DUBAI: Netflix is set to produce the company’s first Arabic original series, the online streaming service announced in a press statement on Monday.
The series, titled Jinn (which means ghost), will revolve around a group of Arab teenagers who find themselves confronted by a ghost boy in the ancient city of Petra.
The supernatural drama will have its characters’ friendships and romances tested when they attempt to stop a great darkness threatening to end the world.
Set to be filmed in Amman, the show will be helmed by some of the Middle East’s hottest up-and-coming talent, with Lebanese Mir-Jean Bou Chaaya (Very Big Shot) directing and Jordanian Bassel Ghandour (Oscar-nominated Theeb) penning the script.
“This is a great opportunity to portray Arab youth in a very unique way. The level of authenticity Netflix is trying to achieve with this show is definitely what attracted me the most to be part of this project,” Mir-Jean Bou Chaaya said.

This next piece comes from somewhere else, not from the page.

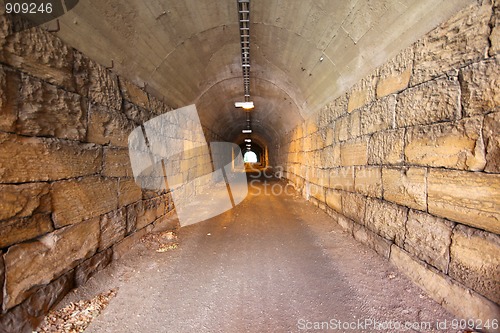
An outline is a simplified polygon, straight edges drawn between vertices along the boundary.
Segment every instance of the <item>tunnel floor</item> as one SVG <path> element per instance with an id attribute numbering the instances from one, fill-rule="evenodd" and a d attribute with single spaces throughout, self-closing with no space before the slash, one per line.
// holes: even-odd
<path id="1" fill-rule="evenodd" d="M 60 306 L 117 287 L 86 332 L 386 332 L 398 330 L 363 323 L 452 319 L 275 179 L 254 180 L 235 209 L 181 228 L 175 250 L 139 243 Z"/>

Netflix’s Vice President of International Orignal Series Erik Barmack said the company is “extremely excited to bring this story to a global audience, and to celebrate Arab youth and culture. We can’t wait to share more details later this year.”
The show would be the second project the company will be running in the region with its first being an Arabic stand-up comedy special starring Lebanese comedian Adel Karam.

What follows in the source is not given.